GIST Professor Woo Jin Park leads an

international research team to reverse cardiac fibrosis

Fibrosis is a medical condition where excessive connective tissues form in organs, and this process occurs naturally in certain organs—such as the kidneys, liver, and lungs—as people become older. Cardiac fibrosis is associated with increased ventricular stiffness and diastolic dysfunction and is an independent predictor of long-term clinical outcomes of patients with heart failure, and heart failure is the most common cause of hospitalization in people over the age of 65. So finding an effective treatment for cardiac fibrosis is an important goal, especially as the world"s aging population continues to live longer.

Professor Woo Jin Park of the School of Life Sciences at the Gwangju Institute of Science and Technology (GIST) has led an international research team comprised of members from the Cardiovascular Research Center of the Icahn School of Medicine in New York, Benioff Children"s Hospital of the University of California in San Francisco, and Paean Biotechnology of the Chungnam National University in Daejeon, Korea.

CCN5 is one of six members of the CCN (connective tissue growth factor/cysteine-rich 61/nephroblastoma overexpressed) family, and this family of proteins has been shown to play important roles in many processes, including proliferation, migration, adhesion, extracellular matrix regulation, angiogenesis, tumorigenesis, fibrosis, and implantation.

This research team examined the role of CCN5 in human heart failure and tested whether CCN5 can reverse established CF in an experimental model of HF induced by pressure overload. This study was performed by obtaining human hearts from patients with end-stage heart failure. Extensive CF was induced by applying transverse aortic constriction for 8 weeks, which was followed by adeno-associated virus-mediated transfer of CCN5 to the heart. Eight weeks following gene transfer, cellular and molecular effects were examined.

The study revealed that xpression of CCN5 was significantly decreased in failing hearts from patients with end-stage heart failure compared to nonfailing hearts. Trichrome staining and myofibroblast content measurements revealed that the established CF had been reversed by CCN5 gene transfer. Anti-CF effects of CCN5 were associated with inhibition of the transforming growth factor beta signaling pathway. CCN5 significantly inhibited endothelial-mesenchymal transition and fibroblast-to-myofibroblast transdifferentiation, which are 2 critical processes for CF progression, both in vivo and in vitro. In addition, CCN5 induced apoptosis in myofibroblasts, but not in cardiomyocytes or fibroblasts, both in vivo and in vitro. CCN5 provoked the intrinsic apoptotic pathway specifically in myofibroblasts, which may have been due the ability of CCN5 to inhibit the activity of NFκB, an antiapoptotic molecule.
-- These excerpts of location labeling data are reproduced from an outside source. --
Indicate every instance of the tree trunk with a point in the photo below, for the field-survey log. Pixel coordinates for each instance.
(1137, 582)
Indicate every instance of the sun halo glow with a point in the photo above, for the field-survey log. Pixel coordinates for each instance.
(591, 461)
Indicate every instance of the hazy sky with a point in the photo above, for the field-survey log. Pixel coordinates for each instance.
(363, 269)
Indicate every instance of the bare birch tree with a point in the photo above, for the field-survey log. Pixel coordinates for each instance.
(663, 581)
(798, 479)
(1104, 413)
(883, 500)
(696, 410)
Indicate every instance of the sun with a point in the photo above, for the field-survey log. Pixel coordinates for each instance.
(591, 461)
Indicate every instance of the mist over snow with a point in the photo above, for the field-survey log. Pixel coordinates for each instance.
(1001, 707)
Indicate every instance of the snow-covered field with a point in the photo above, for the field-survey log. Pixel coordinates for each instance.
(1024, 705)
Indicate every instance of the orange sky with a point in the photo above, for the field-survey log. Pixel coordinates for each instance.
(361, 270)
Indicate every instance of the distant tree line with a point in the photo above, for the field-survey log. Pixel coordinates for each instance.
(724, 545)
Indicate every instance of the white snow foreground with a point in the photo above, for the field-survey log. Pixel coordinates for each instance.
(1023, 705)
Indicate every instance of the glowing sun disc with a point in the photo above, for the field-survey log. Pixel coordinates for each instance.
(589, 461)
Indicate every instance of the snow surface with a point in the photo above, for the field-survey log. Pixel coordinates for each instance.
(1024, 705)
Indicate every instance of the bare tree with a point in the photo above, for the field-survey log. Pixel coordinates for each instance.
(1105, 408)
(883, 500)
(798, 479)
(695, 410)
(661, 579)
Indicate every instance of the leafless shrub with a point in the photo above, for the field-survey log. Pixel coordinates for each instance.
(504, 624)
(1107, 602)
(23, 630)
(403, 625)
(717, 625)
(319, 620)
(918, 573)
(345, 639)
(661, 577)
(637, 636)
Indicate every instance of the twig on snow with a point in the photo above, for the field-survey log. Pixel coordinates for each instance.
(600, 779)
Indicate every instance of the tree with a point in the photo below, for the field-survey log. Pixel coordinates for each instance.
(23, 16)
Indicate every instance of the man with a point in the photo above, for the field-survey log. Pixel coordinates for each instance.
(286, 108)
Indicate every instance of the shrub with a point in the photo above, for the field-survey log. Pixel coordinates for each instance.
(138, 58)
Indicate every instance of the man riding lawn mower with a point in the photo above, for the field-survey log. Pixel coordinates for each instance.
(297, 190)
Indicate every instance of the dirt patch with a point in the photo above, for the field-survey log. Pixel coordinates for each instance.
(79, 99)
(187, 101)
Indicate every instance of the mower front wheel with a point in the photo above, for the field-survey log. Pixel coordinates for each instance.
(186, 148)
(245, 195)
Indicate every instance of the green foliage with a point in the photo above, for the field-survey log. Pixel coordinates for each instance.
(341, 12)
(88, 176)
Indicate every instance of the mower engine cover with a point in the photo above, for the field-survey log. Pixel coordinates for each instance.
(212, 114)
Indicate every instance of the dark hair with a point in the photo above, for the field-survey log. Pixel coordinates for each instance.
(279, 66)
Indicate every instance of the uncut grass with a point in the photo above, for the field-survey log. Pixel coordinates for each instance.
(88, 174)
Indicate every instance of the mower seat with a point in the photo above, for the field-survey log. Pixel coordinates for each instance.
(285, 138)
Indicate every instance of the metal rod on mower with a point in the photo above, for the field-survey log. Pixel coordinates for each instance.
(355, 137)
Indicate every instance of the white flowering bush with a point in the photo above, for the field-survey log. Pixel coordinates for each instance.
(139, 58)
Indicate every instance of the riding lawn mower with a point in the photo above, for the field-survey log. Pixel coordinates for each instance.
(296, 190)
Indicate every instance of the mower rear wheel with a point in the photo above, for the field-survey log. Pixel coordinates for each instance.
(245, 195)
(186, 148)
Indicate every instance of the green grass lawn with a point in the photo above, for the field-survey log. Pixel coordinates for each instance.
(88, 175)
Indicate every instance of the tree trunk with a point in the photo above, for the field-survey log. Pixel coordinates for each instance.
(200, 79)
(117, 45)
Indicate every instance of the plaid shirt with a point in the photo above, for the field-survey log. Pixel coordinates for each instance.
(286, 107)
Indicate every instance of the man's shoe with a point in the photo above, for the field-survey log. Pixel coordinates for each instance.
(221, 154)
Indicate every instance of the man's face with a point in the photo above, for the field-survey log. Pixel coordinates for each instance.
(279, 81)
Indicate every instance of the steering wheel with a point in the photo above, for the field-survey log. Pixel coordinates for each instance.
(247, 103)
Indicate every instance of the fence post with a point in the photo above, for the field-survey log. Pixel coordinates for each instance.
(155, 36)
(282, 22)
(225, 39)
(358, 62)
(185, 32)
This study concluded that CCN5 can reverse established CF by inhibiting the generation of and enhancing apoptosis of myofibroblasts in the myocardium. CCN5 may provide a novel platform for the development of targeted anti-CF therapies.

The results of the study were published on April 5, 2016, in the online edition of the Journal of the American College of Cardiology in a paper entitled "Matricellular Protein CCN5 Reverses Established Cardiac Fibrosis" and authored by Dongtak Jeong, Min-Ah Lee, Yan Li, Dong Kwon Yang, Changwon Kho, Jae Gyun Oh, Gyeongdeok Hong, Ahyoung Lee, Min Ho Song, Thomas J. LaRocca, Jiqiu Chen, Lifan Liang, Shinichi Mitsuyama, Valentina D"Escamard, Jason C. Kovacic, Tae Hwan Kwak, Roger J. Hajjar, and Woo Jin Park.

Professor Woo Jin Park said, "Fibrosis is known to cause diseases in various organs in addition to the heart, such as the kidney, livers, and lungs. This study showed that it is possible to reverse cardiac fibrosis, and we expect these results to contribute significantly to fibrosis research and treatment options."